Leider existieren aktuell noch keine Monographien, die dieses Wissen in einem einzelnen Werk für die Forschung aufbereiten – ein „Handbuch Stadt und Computerspiel“ bleibt Forschungsdesiderat. Dennoch haben engagierte ForscherInnen bereits wertvolle Ansätze geliefert, die einige der angesprochenen Bereiche und Disziplinen in Untersuchungen zu Computerspiel-Städten zusammenbringen und als Basis für weitere Analysen dienen können. So stehen allgemeine Untersuchungen zum Thema Stadt und Computerspiel,11 Einzeluntersuchungen von Städten in Massively Multiplayer Online RPGs12 oder auch in Einzelspieler-Fantasy-RPGs,13 zu historischen Stadtkonstellationen in Computerspielen14 oder zu Spiel-Städten als Orten leiblicher Wahrnehmung und Bewegung15 bereit. Doch auch Artikel, die sich im Rahmen einer einzelnen Spielanalyse nur in Teilaspekten mit der jeweiligen Stadt des untersuchten Spiels beschäftigen, können wertvolle Einsichten und Beiträge zum Thema liefern.16 Dies kommt jedoch seltener vor, als die große Anzahl von entsprechenden Einzeluntersuchungen vermuten ließe – oft bleibt die Behandlung der Spielstädte in Einzeluntersuchungen marginal oder auf einen einzelnen Aspekt beschränkt, der ein anderes, die Analyse anleitendes Thema unterstützt. Dies ist nachvollziehbar, doch eine solche kurze, oft auf eine der beiden Vermittlungsachsen ‚Spiel‘ und ‚Erzählung‘ fokussierte Abhandlung von virtuellen Städten riskiert oft auch, dass wertvolle Informationen, die die eigene These stützen oder erweitern könnten, nicht zutage gefördert werden. Für zukünftige Analysen wäre es demnach wünschenswert, wenn die untersuchten virtuellen Städte tatsächlich immer als ‚virtuelle‘ (= so funktionierend wie) Städte behandelt werden würden:

  • Auf der systemischen Ebene als potenziell dynamische, offene Systeme aus zahlreichen Einzelelementen
  • Auf der strukturellen Ebene als spezifische Raumanordnungen mit hoher Dichte an Aktanten, Abtrennungen nach Innen und Außen, Zentren, Subzentren, Pufferzonen und Außenbereichen
  • Auf der spielmechanischen Ebene als potenzielle Knotenpunkte sozialer und kommerzieller Aktivität (für Spielende bzw. ihre Avatare), in denen potenziell besondere ‚Stadt’-Rechte (wie Waffenverbot etc.) gelten
  • Auf der narrativ-fiktionalen Ebene als soziale, politische und kulturelle Zentren des Umlandes oder der Nation, in denen Diskurse um Macht, soziale Unterschiede sowie soziale Identifikation und Exklusion offen zutage treten.
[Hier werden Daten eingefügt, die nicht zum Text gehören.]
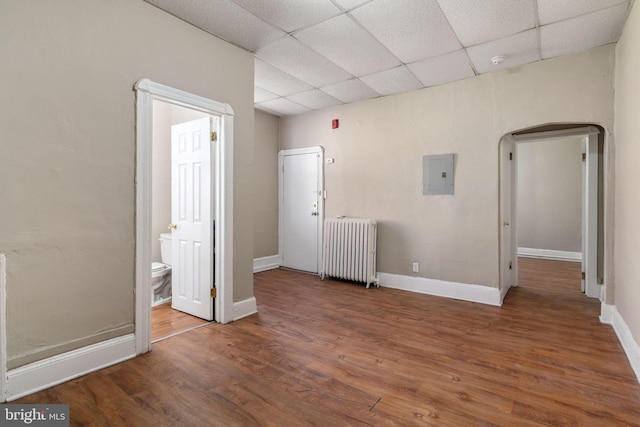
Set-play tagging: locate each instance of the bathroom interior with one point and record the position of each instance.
(165, 320)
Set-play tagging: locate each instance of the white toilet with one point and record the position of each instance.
(161, 273)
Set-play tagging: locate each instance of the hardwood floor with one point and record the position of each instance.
(335, 354)
(166, 322)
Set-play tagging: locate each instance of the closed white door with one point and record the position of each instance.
(509, 259)
(191, 214)
(301, 210)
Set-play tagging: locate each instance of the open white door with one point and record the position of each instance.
(301, 212)
(192, 219)
(508, 260)
(590, 284)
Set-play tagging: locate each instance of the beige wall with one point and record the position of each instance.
(67, 166)
(627, 179)
(549, 201)
(265, 193)
(379, 146)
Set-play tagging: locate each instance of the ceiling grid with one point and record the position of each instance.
(315, 54)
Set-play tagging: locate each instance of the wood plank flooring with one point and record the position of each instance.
(166, 322)
(328, 353)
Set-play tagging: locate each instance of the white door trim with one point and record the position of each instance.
(146, 92)
(292, 152)
(3, 328)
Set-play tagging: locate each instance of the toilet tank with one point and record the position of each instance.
(165, 248)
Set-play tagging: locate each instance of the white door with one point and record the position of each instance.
(509, 265)
(191, 217)
(301, 209)
(590, 216)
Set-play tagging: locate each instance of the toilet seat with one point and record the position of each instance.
(159, 269)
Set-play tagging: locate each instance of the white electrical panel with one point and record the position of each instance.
(437, 174)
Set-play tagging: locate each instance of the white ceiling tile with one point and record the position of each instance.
(261, 95)
(350, 4)
(583, 33)
(518, 49)
(395, 80)
(478, 22)
(266, 110)
(411, 29)
(553, 10)
(350, 91)
(283, 106)
(443, 69)
(302, 62)
(314, 99)
(277, 81)
(223, 19)
(291, 15)
(347, 45)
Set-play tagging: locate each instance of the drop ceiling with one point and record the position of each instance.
(313, 54)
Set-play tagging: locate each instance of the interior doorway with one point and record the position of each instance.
(146, 93)
(591, 190)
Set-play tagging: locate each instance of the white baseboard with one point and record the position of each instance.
(67, 366)
(266, 263)
(550, 254)
(461, 291)
(244, 308)
(610, 316)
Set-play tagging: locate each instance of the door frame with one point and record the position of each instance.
(508, 204)
(294, 152)
(146, 92)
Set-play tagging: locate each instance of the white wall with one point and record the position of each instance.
(627, 178)
(67, 168)
(379, 146)
(549, 201)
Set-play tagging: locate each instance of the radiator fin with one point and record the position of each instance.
(349, 249)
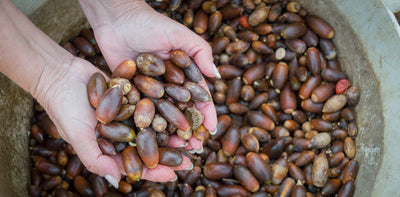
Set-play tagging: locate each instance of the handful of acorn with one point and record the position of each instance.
(159, 85)
(286, 125)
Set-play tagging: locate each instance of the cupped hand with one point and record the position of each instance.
(133, 27)
(68, 106)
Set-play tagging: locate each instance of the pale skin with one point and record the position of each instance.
(57, 80)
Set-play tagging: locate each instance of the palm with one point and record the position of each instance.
(70, 110)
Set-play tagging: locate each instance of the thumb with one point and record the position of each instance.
(93, 159)
(197, 47)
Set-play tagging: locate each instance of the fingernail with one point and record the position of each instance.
(217, 75)
(198, 151)
(214, 132)
(184, 145)
(176, 178)
(190, 167)
(112, 181)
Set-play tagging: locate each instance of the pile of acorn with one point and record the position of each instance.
(286, 125)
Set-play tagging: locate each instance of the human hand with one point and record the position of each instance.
(124, 29)
(68, 106)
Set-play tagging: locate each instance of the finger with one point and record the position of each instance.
(208, 110)
(93, 159)
(185, 165)
(160, 173)
(197, 47)
(176, 142)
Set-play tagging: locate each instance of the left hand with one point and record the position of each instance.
(128, 28)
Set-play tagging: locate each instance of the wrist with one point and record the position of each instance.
(31, 59)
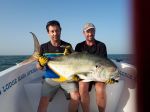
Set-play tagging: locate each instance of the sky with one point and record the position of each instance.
(112, 19)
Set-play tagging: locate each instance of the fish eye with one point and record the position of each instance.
(97, 66)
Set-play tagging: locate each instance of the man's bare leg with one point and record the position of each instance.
(84, 95)
(100, 96)
(74, 101)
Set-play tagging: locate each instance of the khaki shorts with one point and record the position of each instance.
(50, 87)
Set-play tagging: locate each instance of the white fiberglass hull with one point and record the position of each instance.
(20, 89)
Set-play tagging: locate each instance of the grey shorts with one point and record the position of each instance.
(50, 87)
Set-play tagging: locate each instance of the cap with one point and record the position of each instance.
(88, 26)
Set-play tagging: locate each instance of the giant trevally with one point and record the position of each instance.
(80, 65)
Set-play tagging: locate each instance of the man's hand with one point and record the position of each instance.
(43, 61)
(111, 81)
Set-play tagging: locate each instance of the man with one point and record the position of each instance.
(92, 46)
(50, 86)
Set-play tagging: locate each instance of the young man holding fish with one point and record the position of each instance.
(52, 81)
(92, 46)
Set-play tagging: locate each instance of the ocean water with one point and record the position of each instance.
(9, 61)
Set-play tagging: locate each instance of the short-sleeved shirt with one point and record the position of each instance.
(48, 48)
(50, 87)
(99, 48)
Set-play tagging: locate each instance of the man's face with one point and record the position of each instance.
(89, 34)
(54, 32)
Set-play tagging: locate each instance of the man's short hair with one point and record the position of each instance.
(52, 23)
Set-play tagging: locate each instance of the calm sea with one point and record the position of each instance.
(8, 61)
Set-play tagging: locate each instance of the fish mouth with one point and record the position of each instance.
(115, 75)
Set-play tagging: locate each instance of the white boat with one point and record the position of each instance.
(20, 91)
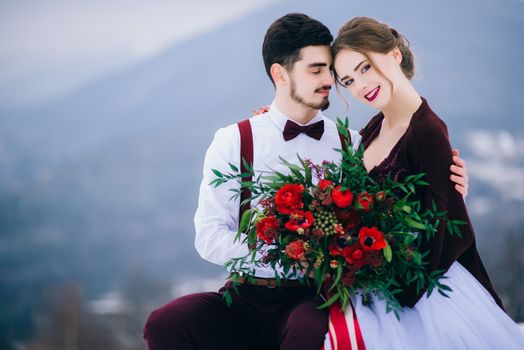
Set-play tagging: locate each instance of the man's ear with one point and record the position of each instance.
(278, 73)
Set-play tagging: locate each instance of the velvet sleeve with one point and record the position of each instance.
(428, 151)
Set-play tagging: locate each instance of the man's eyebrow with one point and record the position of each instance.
(318, 64)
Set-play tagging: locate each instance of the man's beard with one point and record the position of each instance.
(321, 106)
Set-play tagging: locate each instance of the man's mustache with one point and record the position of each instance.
(324, 88)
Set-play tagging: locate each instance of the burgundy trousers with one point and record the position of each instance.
(259, 318)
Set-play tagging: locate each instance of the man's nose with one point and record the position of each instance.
(329, 79)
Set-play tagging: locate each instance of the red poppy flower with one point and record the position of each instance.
(289, 198)
(335, 250)
(364, 201)
(349, 218)
(371, 239)
(323, 184)
(296, 250)
(342, 199)
(353, 255)
(267, 229)
(380, 196)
Doch warum nun all diese Überlegungen im Zusammenhang mit der Rezension eines Buches, das weder eine wissenschaftliche Monografie noch ein akademischer Sammelband ist? Weil ich überzeugt bin, dass Virtual Cities: An Atlas & Exploration of Video Game Cities genau das praktiziert und offenlegt, was in erweiterter Weise von zukünftigen Forschungsarbeiten benötigt wird.

Rezension: Virtuelle Städte

Ausstattung und Entstehung

Virtual Cities: An Atlas & Exploration of Video Game Cities offenbart sich auf den ersten Blick als hochwertig produzierter Liebhaberband: 1,5 kg schwer, ein buntes Hardcover, 255 durchgängig farbig bedruckte, stabile Seiten mit zahlreichen Illustrationen und Karten aus der Hand der Illustratorin Maria Kallikaki – hier wurde durchaus Mühe auf die Produktion des Buches verwandt. Doch es ist nicht selbstverständlich, dass ein Verlag bei einem Buch mit diesem Thema solchen Aufwand betreibt, denn auch wenn immer mehr Bildbände zum visuellen Design von Computerspielen und ihren Welten entstehen, sind diese meistens auf ein einzelnes höchst erfolgreiches oder anders ‚kanonisiertes‘ Spiel konzentriert, das schon allein durch seine Bekanntheit Fan-Käufe anziehen kann. Da Virtual Cities jedoch 45 Städte aus teilweise Jahrzehnte alten oder höchst obskuren Spielen enthält, lohnt sich ein Blick auf den Verlag: Im Anhang des Buches wird Unbound als „the world’s first crowdfunding publisher, established in 2011“ (247) beschrieben und erklärt, dass Virtual Cities mithilfe von ca. 2000 Crowd Funding-UnterstützerInnen realisiert wurde.17 Die im Vorhinein getätigte Unterstützung von KäuferInnen gab also genug Budgetsicherheit, um die Produktion des gut ausgestatteten Buches zu ermöglichen.

Die stilsicher gestaltete Karte von Shadowrun: Hong Kong (2015)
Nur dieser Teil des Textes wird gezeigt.